Summer School 2014 with Professor Gary Downey

Gary Downey Anchor teacherGary Downey, Virginia Tech, USA

LocationStudy and Conference Centre Soeterbeeck in Ravenstein

For more informationDr Teun Zuiderent-Jerak and Dr Geert Somsen

OrganisationMarjatta Kemppainen

What is STS for? What are STS scholars for?

With professor Gary Downey, Virginia Tech, including contributions from Stuart Blume, Erik Fisher, Brian Martin, Jessica Mesman, Sheila Jasanoff and Teun Zuiderent-Jerak

The issue

The field of Science and Technology Studies (STS) has had many successes critiquing the diffusion model of knowledge.  Yet this model, which assumes separate phases of creation, dissemination and utilization, provides a safe haven when STS scholars assess and celebrate their own work. We highlight the production of articles and books for academic audiences and many of us hope our messages travel beyond the boundaries of the field to have consequences, whether modest or profound, among other audiences.
The asymmetry is striking: if the practices we analyze turn out to rely on more dynamic models for successful knowledge production and transfer, then why not so for STS? Do STS notions – whether we prefer ‘translation’, ‘(social) construction’, or ‘socially robust knowledge’ – only apply to the fields we study?
They don’t. Many STS scholars develop practices that help them to make a difference beyond the field, in both academic and non-academic arenas. Many such practices are crucial to the production of STS knowledge and expertise, yet the community of STS scholars rarely gives them privileged attention.
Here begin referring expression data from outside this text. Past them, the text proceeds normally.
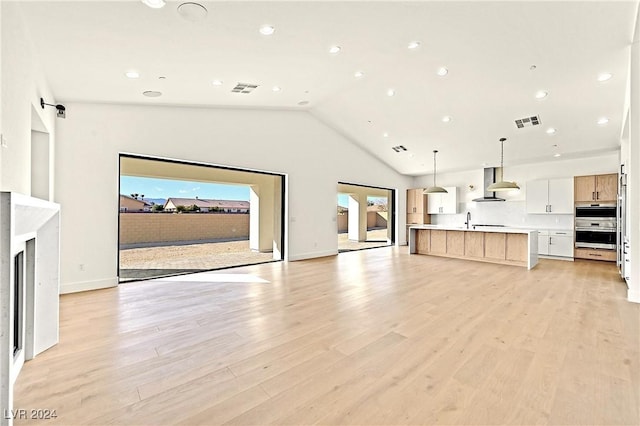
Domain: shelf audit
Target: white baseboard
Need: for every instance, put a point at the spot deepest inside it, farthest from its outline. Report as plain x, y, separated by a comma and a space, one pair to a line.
312, 255
546, 256
88, 285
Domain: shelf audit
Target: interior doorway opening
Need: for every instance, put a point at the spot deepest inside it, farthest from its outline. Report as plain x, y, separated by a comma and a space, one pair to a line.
177, 217
366, 217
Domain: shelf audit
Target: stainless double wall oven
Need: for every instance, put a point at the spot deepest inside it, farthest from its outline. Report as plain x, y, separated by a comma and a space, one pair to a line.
596, 226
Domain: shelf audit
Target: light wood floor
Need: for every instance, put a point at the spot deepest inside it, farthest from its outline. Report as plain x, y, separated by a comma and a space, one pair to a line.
370, 337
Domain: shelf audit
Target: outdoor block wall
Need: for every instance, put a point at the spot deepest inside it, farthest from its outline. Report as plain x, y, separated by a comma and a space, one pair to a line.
163, 227
374, 220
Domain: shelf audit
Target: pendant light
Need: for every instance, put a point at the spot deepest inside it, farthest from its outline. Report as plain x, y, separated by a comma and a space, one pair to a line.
502, 185
435, 189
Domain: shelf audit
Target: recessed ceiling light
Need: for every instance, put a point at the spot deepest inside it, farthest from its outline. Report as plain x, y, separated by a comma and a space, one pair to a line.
155, 4
541, 94
152, 94
267, 30
605, 76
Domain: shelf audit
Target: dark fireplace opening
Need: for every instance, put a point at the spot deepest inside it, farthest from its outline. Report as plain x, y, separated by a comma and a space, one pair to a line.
18, 296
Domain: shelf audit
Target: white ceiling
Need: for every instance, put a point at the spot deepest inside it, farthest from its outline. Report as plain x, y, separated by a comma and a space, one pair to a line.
85, 47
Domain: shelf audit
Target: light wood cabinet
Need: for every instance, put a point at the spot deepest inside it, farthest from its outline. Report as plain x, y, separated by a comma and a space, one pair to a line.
494, 246
550, 196
423, 241
455, 243
595, 254
596, 188
474, 244
438, 242
417, 207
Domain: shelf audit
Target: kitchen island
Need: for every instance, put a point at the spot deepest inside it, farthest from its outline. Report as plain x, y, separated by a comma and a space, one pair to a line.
507, 246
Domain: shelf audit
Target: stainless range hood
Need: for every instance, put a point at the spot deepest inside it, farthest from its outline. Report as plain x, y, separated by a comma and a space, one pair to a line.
490, 174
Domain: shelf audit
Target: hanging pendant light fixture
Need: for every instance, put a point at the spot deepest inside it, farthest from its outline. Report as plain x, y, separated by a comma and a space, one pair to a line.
502, 185
435, 189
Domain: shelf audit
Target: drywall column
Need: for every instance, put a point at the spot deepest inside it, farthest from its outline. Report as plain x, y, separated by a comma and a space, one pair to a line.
357, 217
261, 217
6, 294
633, 177
40, 163
278, 250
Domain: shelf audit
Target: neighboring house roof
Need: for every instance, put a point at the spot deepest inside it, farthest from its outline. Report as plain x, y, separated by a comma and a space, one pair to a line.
142, 203
204, 203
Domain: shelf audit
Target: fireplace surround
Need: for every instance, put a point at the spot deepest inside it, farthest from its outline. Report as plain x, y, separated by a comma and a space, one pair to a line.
29, 286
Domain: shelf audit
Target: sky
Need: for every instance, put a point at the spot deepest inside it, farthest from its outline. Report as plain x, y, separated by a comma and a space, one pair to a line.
164, 188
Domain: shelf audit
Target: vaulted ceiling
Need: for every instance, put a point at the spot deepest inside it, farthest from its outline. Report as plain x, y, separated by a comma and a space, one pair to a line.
498, 57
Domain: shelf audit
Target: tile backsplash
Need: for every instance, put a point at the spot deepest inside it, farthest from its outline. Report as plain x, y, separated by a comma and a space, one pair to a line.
508, 213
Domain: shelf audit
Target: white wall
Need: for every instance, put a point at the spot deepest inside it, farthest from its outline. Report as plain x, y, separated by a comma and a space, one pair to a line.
513, 211
23, 84
294, 143
633, 167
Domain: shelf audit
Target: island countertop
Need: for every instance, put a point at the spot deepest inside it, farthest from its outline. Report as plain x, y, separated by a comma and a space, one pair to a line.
477, 228
493, 244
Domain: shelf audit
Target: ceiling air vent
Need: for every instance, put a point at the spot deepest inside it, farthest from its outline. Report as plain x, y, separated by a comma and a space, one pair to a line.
528, 121
244, 88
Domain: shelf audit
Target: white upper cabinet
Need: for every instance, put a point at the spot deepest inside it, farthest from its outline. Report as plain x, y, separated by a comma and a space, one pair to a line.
444, 203
550, 196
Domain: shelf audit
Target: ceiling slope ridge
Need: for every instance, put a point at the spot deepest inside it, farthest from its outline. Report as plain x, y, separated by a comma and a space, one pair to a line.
326, 122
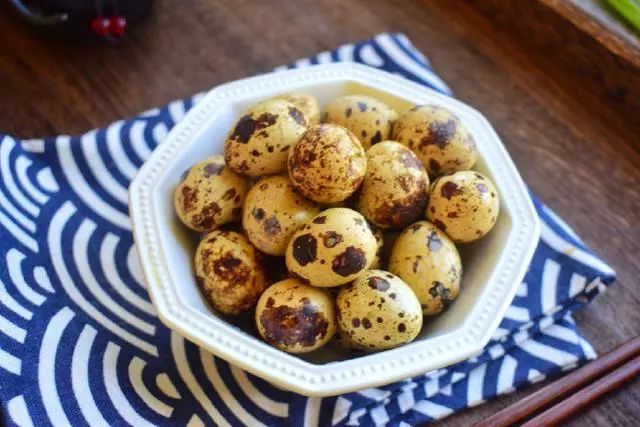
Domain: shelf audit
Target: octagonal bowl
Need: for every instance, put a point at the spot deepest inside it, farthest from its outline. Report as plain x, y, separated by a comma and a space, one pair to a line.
494, 266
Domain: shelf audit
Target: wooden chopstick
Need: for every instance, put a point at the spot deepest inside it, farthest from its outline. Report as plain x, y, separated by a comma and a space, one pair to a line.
563, 410
567, 385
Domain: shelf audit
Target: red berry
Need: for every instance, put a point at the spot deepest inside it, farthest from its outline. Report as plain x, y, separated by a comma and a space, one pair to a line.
100, 25
117, 25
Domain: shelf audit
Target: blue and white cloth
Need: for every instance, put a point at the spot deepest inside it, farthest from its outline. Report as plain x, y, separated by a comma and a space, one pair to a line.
80, 342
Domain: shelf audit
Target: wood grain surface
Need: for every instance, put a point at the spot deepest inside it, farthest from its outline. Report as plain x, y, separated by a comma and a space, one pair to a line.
579, 153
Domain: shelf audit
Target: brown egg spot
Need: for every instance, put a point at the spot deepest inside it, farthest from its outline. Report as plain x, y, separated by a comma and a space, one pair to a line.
297, 116
376, 138
366, 323
482, 187
401, 212
205, 219
410, 160
213, 168
404, 182
440, 134
231, 269
450, 189
247, 126
331, 238
305, 249
229, 194
415, 227
378, 283
438, 290
289, 326
189, 198
441, 225
258, 213
271, 225
349, 262
433, 242
434, 165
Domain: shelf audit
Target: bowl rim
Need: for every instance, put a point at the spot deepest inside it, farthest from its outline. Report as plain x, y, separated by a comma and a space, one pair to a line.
333, 378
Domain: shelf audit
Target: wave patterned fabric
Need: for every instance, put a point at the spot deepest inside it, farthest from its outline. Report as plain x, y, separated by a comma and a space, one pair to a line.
80, 342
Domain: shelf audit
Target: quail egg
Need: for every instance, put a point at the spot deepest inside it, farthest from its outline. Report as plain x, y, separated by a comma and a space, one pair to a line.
438, 137
368, 118
465, 205
428, 261
327, 164
210, 195
395, 188
378, 311
295, 317
334, 248
306, 103
259, 142
229, 271
273, 212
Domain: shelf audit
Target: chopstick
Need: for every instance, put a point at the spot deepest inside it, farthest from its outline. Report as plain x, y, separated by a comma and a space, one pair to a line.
600, 370
566, 408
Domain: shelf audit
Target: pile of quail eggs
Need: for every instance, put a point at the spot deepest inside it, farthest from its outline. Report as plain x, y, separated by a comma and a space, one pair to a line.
328, 193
They get bracketed and subordinated rather than empirically unpacked in our writings, discussions, and annual meetings.
This Summer School moves these practices to center stage. What can we learn from analyzing what STS scholars do to produce their knowledge and techniques and make these count in public debates, policy practices, scientific controversies, pedagogy, or technology development? To what extent have STS scholars been able to scale up their knowledge? How has this affected practices within STS itself? And how does it affect our understanding of STS as a scholarly discipline? What can we learn from this to address the twin, almost-existential questions that frame this Summer School: What is STS for? What are STS scholars for?

The anchor teacher

These concerns have been at the heart of the scholarly contributions made by Gary Downey over many years. His own empirical work has focused on engineering studies, a sub-field within STS he has helped to develop. His key works include The Machine in Me; An Anthropologist Sits Among Computer Engineers (Routledge, 1998) and Cyborgs and Citadels; Anthropological Interventions in Emerging Sciences and Technologies (School of American Research Press, 1997, with Joe Dumit). He is founding editor of the journal Engineering Studies. Moreover, the questions raised during this Summer School are central to his presidency of the Society for Social Studies of Science (4S). The theme of this presidency is “critical participation.”

The contributors

The questions mentioned above become more interesting when they receive many different answers and reformulations. For this we rely on you in interaction with senior contributors. Some of these will be physically present, others will join via Skype, but in all cases your questions will guide the discussions. Confirmed contributors are Stuart Blume (University of  Amsterdam), Erik Fisher (Arizona State University – Skype interlocutor), Brian Martin (University of Wollongong – Skype interlocutor), Jessica Mesman ( Maastricht University), Sheila Jasanoff (Harvard University – Skype interlocutor) and Teun Zuiderent-Jerak (Linköping University).

Why join?

The questions raised in this Summer School fit cutting-edge developments that seek to travel across the boundaries of the field in ways other than the diffusion model proposes. All generations of STS scholars are involved.
By joining, you will gain a chance to be part of these developments. You will experience focused opportunities to formulate and share what makes STS meaningful to you, as well as what else you might like it to be. By wrestling with the twin questions, What is STS for? What are STS scholars for?, you will challenge yourself to reflect critically on your expertise, identity, and commitments in STS, while also helping others (including the anchor teacher and contributors) do the same.
In addition to working through these issues, the Summer School will include skill-training activities, including practice at articulating research-based analysis with scholarly activities that critically inflect arenas beyond the field.